Argumento semelhante foi utilizado pelo pesquisador Oswaldo Freire, autor do livro O desafiante mundo do autista: obstáculos e possibilidades no labirinto do amor. Ao apresentar números da Organização Mundial de Saúde (OMS), o pesquisador afirmou que o autismo impacta 80 milhões de pessoas em todo mundo, sendo 2,2 milhões no Brasil.

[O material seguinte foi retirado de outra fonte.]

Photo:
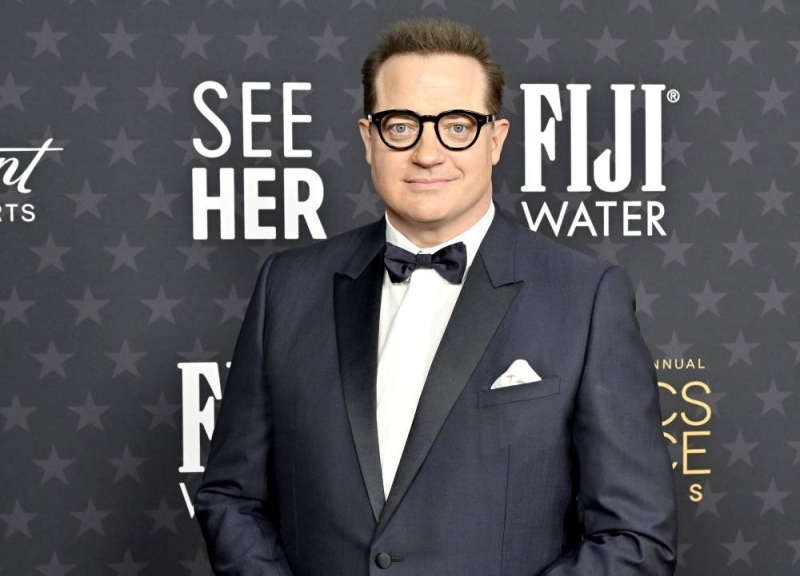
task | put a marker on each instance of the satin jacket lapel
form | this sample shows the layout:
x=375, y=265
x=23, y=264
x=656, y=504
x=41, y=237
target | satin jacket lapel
x=357, y=305
x=487, y=293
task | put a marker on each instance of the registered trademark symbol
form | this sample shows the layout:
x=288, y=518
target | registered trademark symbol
x=673, y=95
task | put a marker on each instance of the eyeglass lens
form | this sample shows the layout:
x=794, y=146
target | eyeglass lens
x=455, y=130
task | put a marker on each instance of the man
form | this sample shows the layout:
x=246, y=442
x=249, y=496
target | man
x=485, y=408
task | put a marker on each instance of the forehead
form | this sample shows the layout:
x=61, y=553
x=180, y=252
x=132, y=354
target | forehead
x=430, y=84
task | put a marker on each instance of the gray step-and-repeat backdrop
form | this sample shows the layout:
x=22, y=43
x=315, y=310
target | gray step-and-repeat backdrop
x=119, y=307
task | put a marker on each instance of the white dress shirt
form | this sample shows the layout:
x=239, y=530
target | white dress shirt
x=414, y=314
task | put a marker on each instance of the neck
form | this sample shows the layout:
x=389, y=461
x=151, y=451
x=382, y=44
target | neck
x=425, y=235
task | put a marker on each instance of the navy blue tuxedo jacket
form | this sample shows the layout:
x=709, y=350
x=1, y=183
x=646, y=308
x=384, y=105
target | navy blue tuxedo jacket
x=566, y=476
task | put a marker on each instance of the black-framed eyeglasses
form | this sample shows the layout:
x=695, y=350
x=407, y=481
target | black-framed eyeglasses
x=456, y=129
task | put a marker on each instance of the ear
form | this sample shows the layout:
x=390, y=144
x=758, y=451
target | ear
x=499, y=132
x=366, y=136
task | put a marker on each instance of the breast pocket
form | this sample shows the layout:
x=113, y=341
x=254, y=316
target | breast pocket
x=519, y=392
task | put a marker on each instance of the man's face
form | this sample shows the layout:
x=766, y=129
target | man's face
x=431, y=193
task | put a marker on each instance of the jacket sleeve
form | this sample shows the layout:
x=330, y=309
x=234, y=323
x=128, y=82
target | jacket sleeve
x=626, y=494
x=233, y=503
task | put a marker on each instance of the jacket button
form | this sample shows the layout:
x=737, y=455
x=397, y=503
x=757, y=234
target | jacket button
x=383, y=560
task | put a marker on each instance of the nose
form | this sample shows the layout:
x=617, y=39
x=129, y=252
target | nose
x=428, y=151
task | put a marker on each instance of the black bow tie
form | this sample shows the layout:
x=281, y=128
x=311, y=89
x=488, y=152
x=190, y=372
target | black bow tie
x=450, y=262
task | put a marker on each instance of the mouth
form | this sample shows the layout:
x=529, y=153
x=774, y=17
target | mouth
x=428, y=183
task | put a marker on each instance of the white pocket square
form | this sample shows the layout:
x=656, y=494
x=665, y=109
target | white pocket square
x=520, y=372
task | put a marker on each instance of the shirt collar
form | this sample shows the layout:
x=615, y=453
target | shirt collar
x=471, y=237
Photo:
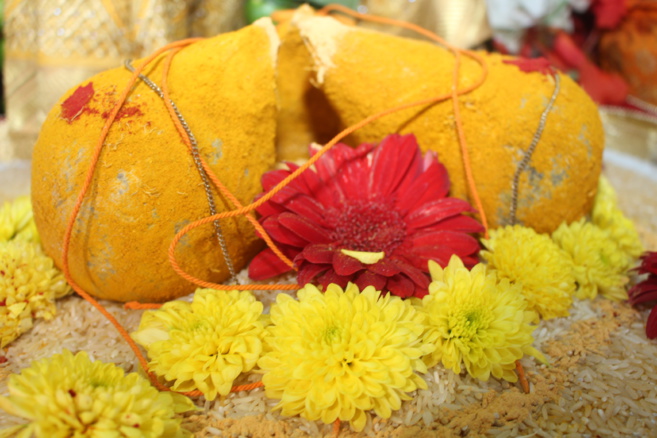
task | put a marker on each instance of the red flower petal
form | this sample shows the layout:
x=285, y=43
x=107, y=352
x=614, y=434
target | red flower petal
x=308, y=272
x=345, y=265
x=266, y=265
x=385, y=267
x=437, y=253
x=304, y=228
x=433, y=184
x=418, y=277
x=389, y=198
x=531, y=65
x=318, y=253
x=395, y=157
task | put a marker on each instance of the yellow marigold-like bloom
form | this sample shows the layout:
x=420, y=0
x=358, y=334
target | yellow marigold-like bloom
x=71, y=396
x=206, y=344
x=29, y=285
x=17, y=221
x=340, y=354
x=476, y=320
x=600, y=266
x=533, y=261
x=607, y=215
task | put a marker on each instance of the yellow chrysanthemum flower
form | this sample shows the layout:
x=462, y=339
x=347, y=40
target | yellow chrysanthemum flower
x=206, y=344
x=476, y=320
x=607, y=215
x=340, y=354
x=537, y=264
x=65, y=396
x=29, y=285
x=17, y=221
x=600, y=266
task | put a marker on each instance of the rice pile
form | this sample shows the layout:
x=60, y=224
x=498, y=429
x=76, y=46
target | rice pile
x=602, y=378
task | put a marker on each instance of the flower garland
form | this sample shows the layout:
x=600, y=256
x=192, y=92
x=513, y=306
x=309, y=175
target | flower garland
x=17, y=221
x=67, y=395
x=477, y=320
x=543, y=271
x=371, y=216
x=204, y=345
x=646, y=290
x=342, y=353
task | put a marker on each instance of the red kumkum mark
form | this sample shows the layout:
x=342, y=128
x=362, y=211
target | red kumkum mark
x=532, y=65
x=76, y=102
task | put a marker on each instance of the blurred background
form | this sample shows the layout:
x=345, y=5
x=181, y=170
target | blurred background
x=609, y=46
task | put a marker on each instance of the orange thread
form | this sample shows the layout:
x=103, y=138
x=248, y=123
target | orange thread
x=522, y=377
x=78, y=204
x=457, y=113
x=336, y=428
x=215, y=180
x=453, y=94
x=136, y=305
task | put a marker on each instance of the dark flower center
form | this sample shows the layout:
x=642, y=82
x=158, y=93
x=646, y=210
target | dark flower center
x=369, y=226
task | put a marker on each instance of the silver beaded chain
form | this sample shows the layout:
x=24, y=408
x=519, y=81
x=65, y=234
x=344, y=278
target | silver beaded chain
x=528, y=155
x=199, y=166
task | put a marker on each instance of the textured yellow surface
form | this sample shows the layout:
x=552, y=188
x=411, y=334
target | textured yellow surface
x=363, y=73
x=146, y=186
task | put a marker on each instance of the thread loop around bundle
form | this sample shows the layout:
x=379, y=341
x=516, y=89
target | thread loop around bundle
x=247, y=210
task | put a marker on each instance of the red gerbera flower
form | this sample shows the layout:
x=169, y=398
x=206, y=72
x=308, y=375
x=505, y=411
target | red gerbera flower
x=646, y=290
x=386, y=199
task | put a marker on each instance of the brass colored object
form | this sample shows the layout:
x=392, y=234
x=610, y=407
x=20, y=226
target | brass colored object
x=631, y=132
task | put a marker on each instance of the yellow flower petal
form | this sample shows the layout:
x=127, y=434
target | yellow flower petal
x=204, y=344
x=68, y=395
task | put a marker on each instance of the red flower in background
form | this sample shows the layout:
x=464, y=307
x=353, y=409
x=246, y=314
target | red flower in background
x=646, y=290
x=386, y=199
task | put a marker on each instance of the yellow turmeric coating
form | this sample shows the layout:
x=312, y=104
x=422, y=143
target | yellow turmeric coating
x=304, y=114
x=363, y=73
x=147, y=187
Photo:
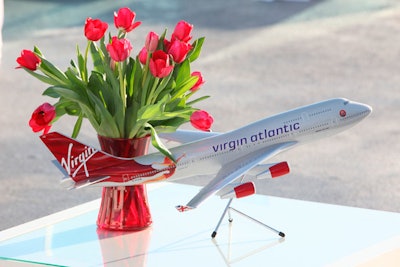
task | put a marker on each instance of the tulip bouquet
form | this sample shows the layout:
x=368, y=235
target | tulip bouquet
x=120, y=95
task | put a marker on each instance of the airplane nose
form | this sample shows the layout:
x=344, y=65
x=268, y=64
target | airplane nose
x=363, y=109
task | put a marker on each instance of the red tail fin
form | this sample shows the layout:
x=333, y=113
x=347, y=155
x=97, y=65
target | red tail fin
x=78, y=160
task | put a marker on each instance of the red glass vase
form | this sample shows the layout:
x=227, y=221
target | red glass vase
x=124, y=208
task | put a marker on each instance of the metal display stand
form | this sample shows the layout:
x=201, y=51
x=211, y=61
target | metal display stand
x=228, y=209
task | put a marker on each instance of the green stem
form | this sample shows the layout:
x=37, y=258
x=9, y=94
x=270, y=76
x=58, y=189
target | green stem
x=122, y=87
x=85, y=74
x=153, y=88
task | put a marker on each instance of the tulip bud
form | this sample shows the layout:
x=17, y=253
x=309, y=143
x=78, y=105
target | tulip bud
x=125, y=19
x=159, y=64
x=119, y=49
x=95, y=29
x=151, y=42
x=182, y=31
x=42, y=117
x=199, y=82
x=28, y=60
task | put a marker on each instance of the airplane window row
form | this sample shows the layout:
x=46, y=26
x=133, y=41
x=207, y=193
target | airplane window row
x=320, y=112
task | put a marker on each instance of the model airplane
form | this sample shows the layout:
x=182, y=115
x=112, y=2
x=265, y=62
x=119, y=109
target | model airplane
x=226, y=157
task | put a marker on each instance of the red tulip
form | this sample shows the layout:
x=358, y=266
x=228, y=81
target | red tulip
x=42, y=117
x=95, y=29
x=182, y=31
x=201, y=120
x=199, y=82
x=28, y=60
x=151, y=42
x=159, y=65
x=143, y=56
x=125, y=19
x=119, y=49
x=178, y=50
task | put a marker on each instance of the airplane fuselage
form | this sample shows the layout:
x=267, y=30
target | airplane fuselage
x=298, y=126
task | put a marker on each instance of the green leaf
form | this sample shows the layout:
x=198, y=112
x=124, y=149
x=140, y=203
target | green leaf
x=77, y=126
x=195, y=52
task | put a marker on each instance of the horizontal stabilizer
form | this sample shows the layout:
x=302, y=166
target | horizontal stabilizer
x=186, y=136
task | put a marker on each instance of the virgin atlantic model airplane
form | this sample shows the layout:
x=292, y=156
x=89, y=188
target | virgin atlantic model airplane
x=227, y=157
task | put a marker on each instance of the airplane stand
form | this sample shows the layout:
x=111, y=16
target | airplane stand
x=228, y=208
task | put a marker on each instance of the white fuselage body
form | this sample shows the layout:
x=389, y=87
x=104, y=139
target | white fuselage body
x=298, y=126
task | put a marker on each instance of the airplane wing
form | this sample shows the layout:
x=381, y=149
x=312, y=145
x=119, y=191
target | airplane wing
x=233, y=170
x=186, y=136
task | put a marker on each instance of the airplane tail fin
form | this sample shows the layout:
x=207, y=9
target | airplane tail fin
x=81, y=162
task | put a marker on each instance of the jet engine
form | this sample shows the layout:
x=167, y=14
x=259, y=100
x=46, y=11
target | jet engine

“O autismo não é uma doença, mas um transtorno de neurodesenvolvimento que afeta a comunicação, a interação social e leva a comportamentos repetitivos. Cerca de 90% deles sofrem com a hipersensibilidade sensorial. Geralmente suportamos ruídos entre 60 e 70 decibels, a explosão de um artefato pirotécnico produz barulhos que chegam a até 170 decibels. Essa é uma sobrecarga sensorial muito forte que causa estresse intenso, medo, pânico, exaustão emocional, ansiedade, dores de cabeça, entre outros sintomas”, pontuou.
O escritor e palestrante Wallace de Lira, que é autista, também chamou a atenção para os malefícios causados pelo barulho dos fogos a pessoas com TEA. Segundo ele, os legisladores precisam olhar “com mais carinho” para os direitos das pessoas afetadas. Além disso, ele propôs um acréscimo ao texto do projeto de lei, para estipular que, em caso de morte de autista ou de animal em virtude da explosão de fogos de artifício com estampido, o ato poderá ser enquadrado como homicídio.
Já Breno Lintz, promotor estadual de Justiça em Minas Gerais, manifestou preocupação com o bem-estar dos animais, que costumam fugir dos locais em que estão quando ouvem os ruídos dos fogos de artifício. O promotor não se disse contrário aos fogos, mas declarou que é importante buscar uma alternativa segura.
“Não lutamos contra a fabricação dos fogos de artifício, sem dúvida são artefatos que abrilhantam festas pelo mundo todo. Acabar com os fogos com estampido não significa atacar essa indústria e fechar postos de trabalho, eles continuarão a ser produzidos normalmente, mas com adaptação diante das novas regras”, ponderou.
Alternativa
Guilherme Santos, coordenador da Associação Master dos Empresários da Pirotecnia (AME Pirotecnia), falou em nome dos fabricantes dos fogos de artifício. Ele enfatizou a importância econômica do setor e falou contra a proibição, argumentando que a norma prejudicaria os fabricantes e não resolveria o problema. Ele ofereceu uma proposta de solução.
“O projeto de lei, como está, ao tirar o estampido de forma genérica, significa acabar com a indústria nacional. Proibir os fogos de artifício, possivelmente, resultará em clandestinidade. Reconhecemos que eles geram estímulos sonoros que podem causar desconforto a algumas pessoas. O que apresentamos como solução é que sejam distribuídos, gratuitamente, abafadores sonoros para a população, juntamente com uma cartilha educativa. Já entregamos mais de 10 mil unidades para instituições que trabalham com autistas. Assim, todos podem vivenciar essa experiência de forma saudável”, ressaltou.
Krisdany Cavalcante, presidente da Sociedade Brasileira de Acústica, concordou que a proibição por completo dos fogos de artifício não é o melhor caminho. Segundo explicou, é preciso adaptar a regra pretendida a fatores que interferem na recepção do ruído pelos indivíduos.
“A capacidade de suportar esse tipo de ruído varia em função de questões fisiológicas e psíquicas. Tecnicamente é possível fazer essas distinções e instrumentalizar a política pública, com o estabelecimento de limites seguros. Há muitos fatores que precisam ser considerados. A distância do público para a fonte de origem do ruído sonoro influencia e atenua esses efeitos nocivos para a saúde”, observou.
O ex-senador Eduardo Azeredo (MG) também participou da audiência. Ele também se manifestou a favor de uma solução intermediária, ponderando que é preciso ter mais conscientização e educação quanto ao pleito das pessoas com autismo, dos idosos e da defesa dos animais, mas que também é importante não deixar o mercado interno vulnerável a importações clandestinas de baixa qualidade.